What exactly is a "Cozy Mystery", and is there any stigma to them?
Traditionally, cozy mysteries have been written for older women, who would prefer there not be graphic violence, graphic language, or graphic sex.
The main character is usually an intelligent woman, with excellent powers of observation. She is not officially working with law enforcement. In fact, official law enforcment people tend to dismiss her actions as "play" or "unimportant." She often has a close friend or boyfriend who is a member of law enforcement, from whom she often gets information that is not available to the general public. The amateur sleuth is usually well liked, has a stable place in her society, and has flaws, but none that are "bad". (She can have a secret chocolate addiction, or can regularly skip her appointment with her personal trainer, but cannot be an alcoholic.)
Cozy Mysteries are intellectual challenges. The crime is a puzzle, and the main character (and reader) solve the mystery through their powers of observation and the ability to put the pieces together.
The crimes tend to be non-violent, and often take place "off stage", so they're not as distressing to read about.
There's usually no (or limited) off-color language. Sex may be implied, but is not usually described graphically.
By the end of the book the "bad guys" have been located and incapacitated, so society is back in balance.
Most of this sounds exactly like the Meg series by Andrews. Andrews' crimes tend to be a bit more graphic. Getting stabbed with a wrought-iron lawn ornament, or skewered with a branch of holly (with the resulting blood spatter) is more graphic that you'll often find in the mildest cozies.
However, her victims and perpetrators tend to be unpleasant gits. (The victim might get beaned with a statue, but you've probably been thinking about beaning the victim yourself...) The closest Andrews really came to having a sympathetic bad-guy was the murderer in Murder with Puffins. (No, no spoiler. Go read it yourself!)
One of the amusing side issues of Cozy Mysteries is they tend to occur in small cities or communities. And, since there's an average of one murder a year, the population gets thinned fairly quickly.
Imagine your terror at finding out that Jessica Fletcher was moving from Cabot Cove to your neighborhood! Would you stay up at night just wondering when this unassuming, friendly woman was going to befriend you? Would you wonder which of your friends would be the first, and then second, third, even fourth to die? I have loved watching Jessica solve all the murders in Cabot Cove, and then, when she ran out of neighbors, have to move to New York. (from the Cozy Mystery List.)Cozies have been evolving over time. Some have stronger language, more graphic crimes, and more visible sex.

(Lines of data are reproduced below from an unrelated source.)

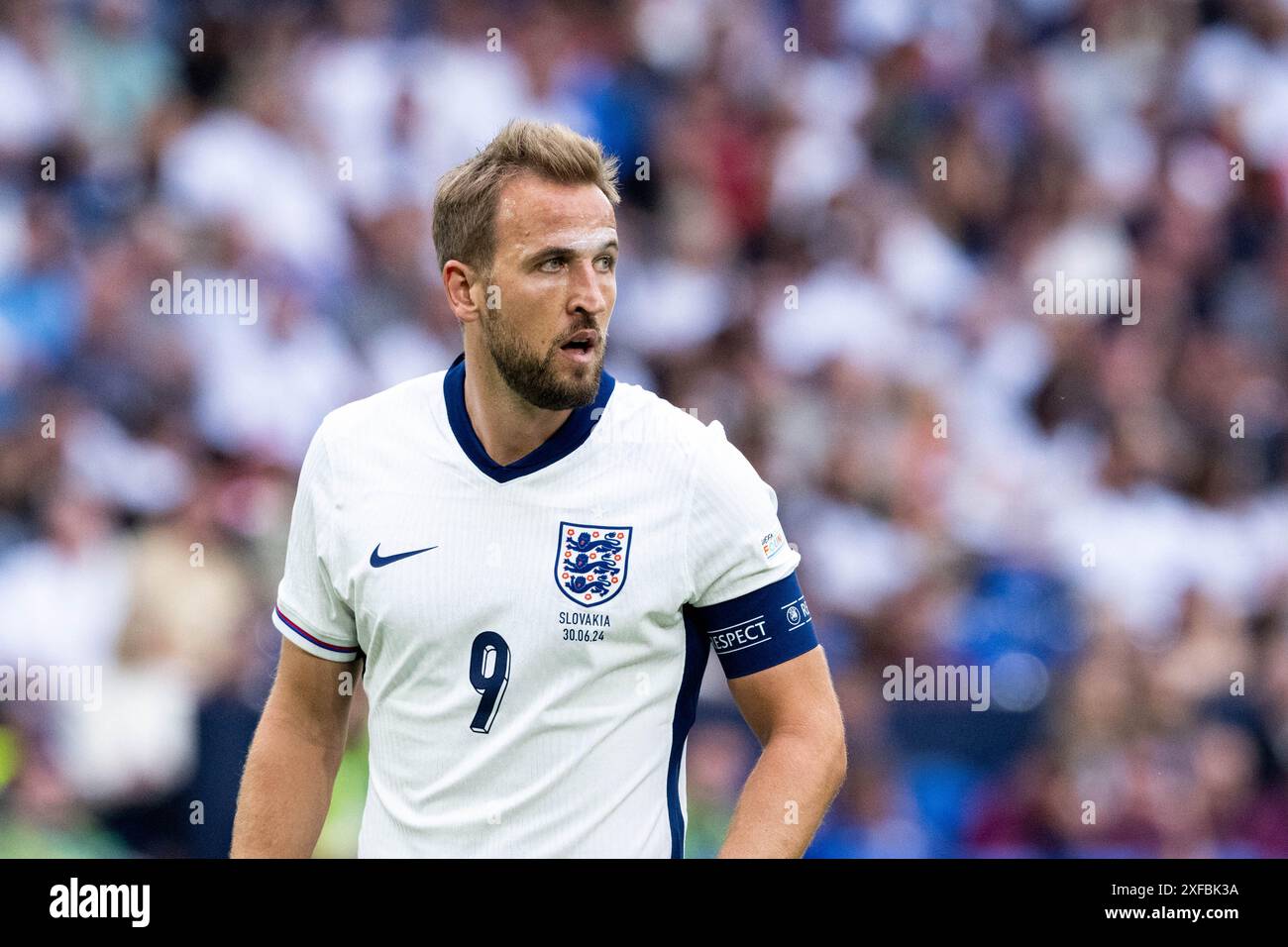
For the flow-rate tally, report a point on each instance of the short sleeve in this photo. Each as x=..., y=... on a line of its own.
x=746, y=596
x=309, y=609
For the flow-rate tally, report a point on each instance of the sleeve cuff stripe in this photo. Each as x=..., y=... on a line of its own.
x=307, y=637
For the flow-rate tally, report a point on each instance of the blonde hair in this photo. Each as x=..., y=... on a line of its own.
x=467, y=198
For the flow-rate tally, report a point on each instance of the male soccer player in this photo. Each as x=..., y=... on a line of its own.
x=533, y=562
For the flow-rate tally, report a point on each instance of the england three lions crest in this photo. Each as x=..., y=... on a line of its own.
x=590, y=567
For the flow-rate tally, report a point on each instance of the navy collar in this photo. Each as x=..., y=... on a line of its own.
x=572, y=433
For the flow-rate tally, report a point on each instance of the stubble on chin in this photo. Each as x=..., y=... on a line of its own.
x=539, y=379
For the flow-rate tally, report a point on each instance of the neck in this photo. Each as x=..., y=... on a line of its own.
x=507, y=427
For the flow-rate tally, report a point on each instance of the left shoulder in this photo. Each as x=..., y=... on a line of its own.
x=638, y=415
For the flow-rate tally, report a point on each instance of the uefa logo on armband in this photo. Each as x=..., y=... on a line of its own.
x=591, y=562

My "live action" book group had been reading a series of heavy-duty titles, so we decided to change-up for a month, and read a Janet Evanovich Stephanie Plum book. One of the members is a charming, much-older woman, who has repeated assured us that any title is fine, as long as the characters don't "take the Lord's name in vain."
I'm afraid that Stephanie Plum pushed her envelope too far. When we met the next month, she was shaking with distress. The language and actions had been too much for her.

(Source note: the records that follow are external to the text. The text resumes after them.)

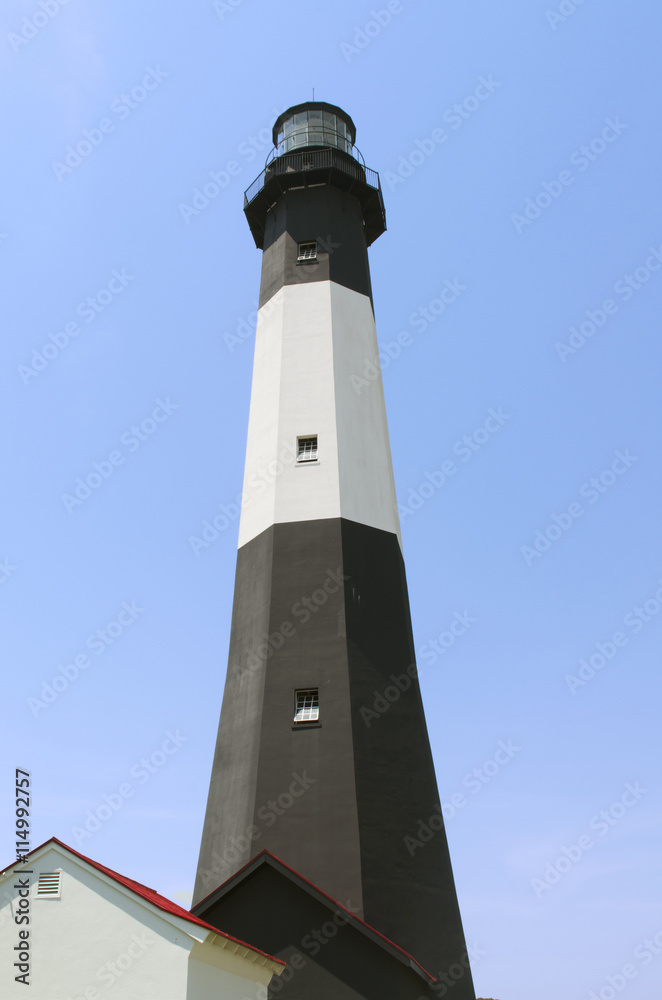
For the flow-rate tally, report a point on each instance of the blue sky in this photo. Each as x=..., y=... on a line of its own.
x=518, y=147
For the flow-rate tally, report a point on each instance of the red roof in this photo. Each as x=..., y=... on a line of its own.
x=302, y=878
x=151, y=895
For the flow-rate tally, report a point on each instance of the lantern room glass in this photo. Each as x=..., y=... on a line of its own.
x=313, y=128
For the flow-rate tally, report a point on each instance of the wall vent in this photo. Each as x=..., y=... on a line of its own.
x=48, y=886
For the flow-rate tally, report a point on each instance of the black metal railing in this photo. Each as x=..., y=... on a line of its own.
x=312, y=159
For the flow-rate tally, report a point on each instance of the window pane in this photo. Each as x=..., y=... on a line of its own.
x=307, y=447
x=307, y=706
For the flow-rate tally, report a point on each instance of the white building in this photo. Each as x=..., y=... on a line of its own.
x=93, y=934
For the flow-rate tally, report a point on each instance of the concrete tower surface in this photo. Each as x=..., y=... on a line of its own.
x=323, y=770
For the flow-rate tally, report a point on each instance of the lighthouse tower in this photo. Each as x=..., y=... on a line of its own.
x=323, y=772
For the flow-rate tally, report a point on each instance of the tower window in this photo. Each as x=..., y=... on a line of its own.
x=48, y=886
x=307, y=251
x=307, y=705
x=307, y=449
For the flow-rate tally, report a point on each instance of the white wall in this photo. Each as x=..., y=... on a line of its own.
x=97, y=943
x=311, y=339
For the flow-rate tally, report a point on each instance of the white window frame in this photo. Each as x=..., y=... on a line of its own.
x=306, y=705
x=307, y=250
x=302, y=458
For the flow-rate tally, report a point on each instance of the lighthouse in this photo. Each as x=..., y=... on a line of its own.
x=322, y=776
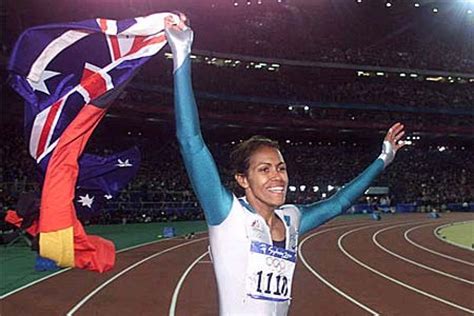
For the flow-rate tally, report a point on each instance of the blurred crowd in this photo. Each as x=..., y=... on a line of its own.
x=421, y=174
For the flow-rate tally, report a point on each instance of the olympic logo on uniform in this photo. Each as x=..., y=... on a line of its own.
x=275, y=264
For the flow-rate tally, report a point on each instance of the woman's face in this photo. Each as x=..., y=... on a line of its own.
x=266, y=180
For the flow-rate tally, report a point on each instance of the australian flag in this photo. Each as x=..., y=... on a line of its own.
x=69, y=74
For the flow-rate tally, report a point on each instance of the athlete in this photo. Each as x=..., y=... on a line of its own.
x=253, y=239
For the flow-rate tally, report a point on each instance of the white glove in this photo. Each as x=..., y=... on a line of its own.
x=180, y=38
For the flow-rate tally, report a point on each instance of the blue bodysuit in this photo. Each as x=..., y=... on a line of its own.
x=253, y=276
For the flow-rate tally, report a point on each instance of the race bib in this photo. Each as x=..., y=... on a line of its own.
x=270, y=272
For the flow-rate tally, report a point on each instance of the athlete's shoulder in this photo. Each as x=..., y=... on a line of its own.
x=290, y=212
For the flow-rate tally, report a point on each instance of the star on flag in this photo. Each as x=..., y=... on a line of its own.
x=86, y=200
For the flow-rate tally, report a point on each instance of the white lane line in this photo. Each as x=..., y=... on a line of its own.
x=322, y=279
x=33, y=283
x=414, y=289
x=374, y=239
x=133, y=266
x=435, y=231
x=431, y=250
x=174, y=299
x=67, y=269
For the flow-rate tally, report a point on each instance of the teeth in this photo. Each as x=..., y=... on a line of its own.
x=276, y=189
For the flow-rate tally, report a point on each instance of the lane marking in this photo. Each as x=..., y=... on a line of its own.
x=431, y=250
x=67, y=269
x=322, y=279
x=133, y=266
x=376, y=242
x=435, y=231
x=174, y=299
x=412, y=288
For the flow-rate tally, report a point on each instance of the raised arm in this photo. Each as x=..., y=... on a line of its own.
x=214, y=198
x=318, y=213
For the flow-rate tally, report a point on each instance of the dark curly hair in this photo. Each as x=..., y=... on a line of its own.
x=240, y=155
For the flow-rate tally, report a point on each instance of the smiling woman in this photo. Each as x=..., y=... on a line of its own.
x=253, y=239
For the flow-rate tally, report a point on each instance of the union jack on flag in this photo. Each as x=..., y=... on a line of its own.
x=69, y=74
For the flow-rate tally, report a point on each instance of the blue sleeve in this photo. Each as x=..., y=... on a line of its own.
x=313, y=215
x=214, y=198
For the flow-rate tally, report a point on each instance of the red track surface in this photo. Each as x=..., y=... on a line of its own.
x=372, y=282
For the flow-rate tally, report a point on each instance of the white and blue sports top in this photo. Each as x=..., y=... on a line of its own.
x=253, y=276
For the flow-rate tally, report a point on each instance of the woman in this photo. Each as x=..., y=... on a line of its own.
x=253, y=240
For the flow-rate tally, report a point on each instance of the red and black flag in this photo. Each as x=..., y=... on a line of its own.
x=69, y=74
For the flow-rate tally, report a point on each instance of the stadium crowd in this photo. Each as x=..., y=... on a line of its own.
x=423, y=174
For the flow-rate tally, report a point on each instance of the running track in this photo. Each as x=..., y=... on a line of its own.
x=396, y=266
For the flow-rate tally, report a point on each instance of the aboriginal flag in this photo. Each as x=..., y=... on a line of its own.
x=69, y=74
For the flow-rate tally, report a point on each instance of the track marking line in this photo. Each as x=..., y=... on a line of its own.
x=67, y=269
x=435, y=232
x=133, y=266
x=431, y=250
x=174, y=299
x=414, y=289
x=376, y=242
x=322, y=279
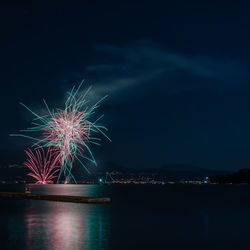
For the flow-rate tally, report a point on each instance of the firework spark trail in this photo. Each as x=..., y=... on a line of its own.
x=69, y=130
x=43, y=166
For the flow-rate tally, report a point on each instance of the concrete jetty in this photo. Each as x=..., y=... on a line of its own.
x=63, y=198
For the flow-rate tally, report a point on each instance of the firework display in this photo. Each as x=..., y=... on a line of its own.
x=70, y=131
x=43, y=165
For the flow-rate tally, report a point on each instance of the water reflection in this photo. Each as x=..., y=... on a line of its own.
x=59, y=225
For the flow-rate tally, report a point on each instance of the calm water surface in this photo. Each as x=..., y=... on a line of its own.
x=139, y=217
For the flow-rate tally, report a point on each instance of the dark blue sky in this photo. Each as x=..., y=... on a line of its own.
x=177, y=75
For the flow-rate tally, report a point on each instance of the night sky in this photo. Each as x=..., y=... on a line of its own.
x=177, y=75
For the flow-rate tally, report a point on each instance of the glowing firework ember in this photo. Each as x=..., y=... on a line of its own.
x=43, y=166
x=69, y=131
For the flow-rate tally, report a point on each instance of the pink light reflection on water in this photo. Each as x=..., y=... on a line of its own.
x=59, y=225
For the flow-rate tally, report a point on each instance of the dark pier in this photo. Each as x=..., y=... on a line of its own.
x=63, y=198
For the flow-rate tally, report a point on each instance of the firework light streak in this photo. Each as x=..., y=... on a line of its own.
x=43, y=166
x=69, y=130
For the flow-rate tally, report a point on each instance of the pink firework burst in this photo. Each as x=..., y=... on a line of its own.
x=68, y=132
x=43, y=165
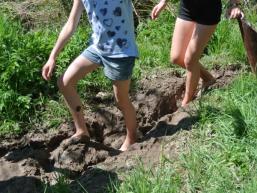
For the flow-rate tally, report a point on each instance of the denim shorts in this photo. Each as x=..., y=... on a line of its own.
x=114, y=68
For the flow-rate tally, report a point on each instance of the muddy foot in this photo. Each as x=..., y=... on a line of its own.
x=206, y=86
x=75, y=139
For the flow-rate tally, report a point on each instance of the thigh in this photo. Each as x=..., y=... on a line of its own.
x=181, y=36
x=78, y=69
x=121, y=90
x=200, y=37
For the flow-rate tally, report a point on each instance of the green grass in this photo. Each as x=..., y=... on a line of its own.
x=222, y=155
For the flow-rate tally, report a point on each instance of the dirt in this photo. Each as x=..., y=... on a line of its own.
x=39, y=157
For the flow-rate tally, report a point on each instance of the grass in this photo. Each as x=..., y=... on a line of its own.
x=222, y=155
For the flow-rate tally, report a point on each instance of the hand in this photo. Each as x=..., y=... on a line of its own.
x=48, y=68
x=157, y=9
x=234, y=13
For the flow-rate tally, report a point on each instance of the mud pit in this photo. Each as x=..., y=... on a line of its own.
x=40, y=156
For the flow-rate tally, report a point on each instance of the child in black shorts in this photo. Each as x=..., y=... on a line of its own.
x=196, y=22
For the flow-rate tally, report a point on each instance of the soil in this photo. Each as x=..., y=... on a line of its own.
x=164, y=129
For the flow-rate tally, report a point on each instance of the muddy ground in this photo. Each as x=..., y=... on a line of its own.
x=41, y=156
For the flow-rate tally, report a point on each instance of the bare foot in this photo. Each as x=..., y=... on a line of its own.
x=80, y=134
x=128, y=142
x=205, y=86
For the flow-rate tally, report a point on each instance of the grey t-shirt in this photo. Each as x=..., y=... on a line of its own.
x=113, y=27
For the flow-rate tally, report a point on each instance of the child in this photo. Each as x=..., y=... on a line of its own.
x=196, y=22
x=112, y=46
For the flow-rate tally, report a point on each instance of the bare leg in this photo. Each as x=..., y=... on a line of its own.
x=121, y=90
x=67, y=86
x=200, y=37
x=181, y=37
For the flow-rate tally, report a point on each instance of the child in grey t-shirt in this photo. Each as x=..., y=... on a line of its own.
x=113, y=47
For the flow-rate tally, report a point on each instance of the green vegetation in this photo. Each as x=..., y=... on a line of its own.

And yet, my own mother reads and enjoys the Plum series. (Even if my sister, my niece and I need to explain bits to her, which sometimes leaves her a bit breathless. She usually takes the information to her quilting group, where they all enjoy it enormously!) Would you classify the Plum series as "Cozy?"
There are a lot of sources for more information about Cozies.
The Cozy Mystery List has explanations, titles by theme, titles by author, a blog, and more.
Writing World has an excellent site that explains what you need to consider when writing a cozy.
The Madison Public Library has an excellent, extensive, and easily accessible list of cozy authors.
Is there a stigma to reading cozies? As most of Agatha Christie's mysteries could be classifed as "cozy," I think there's no stigma attached.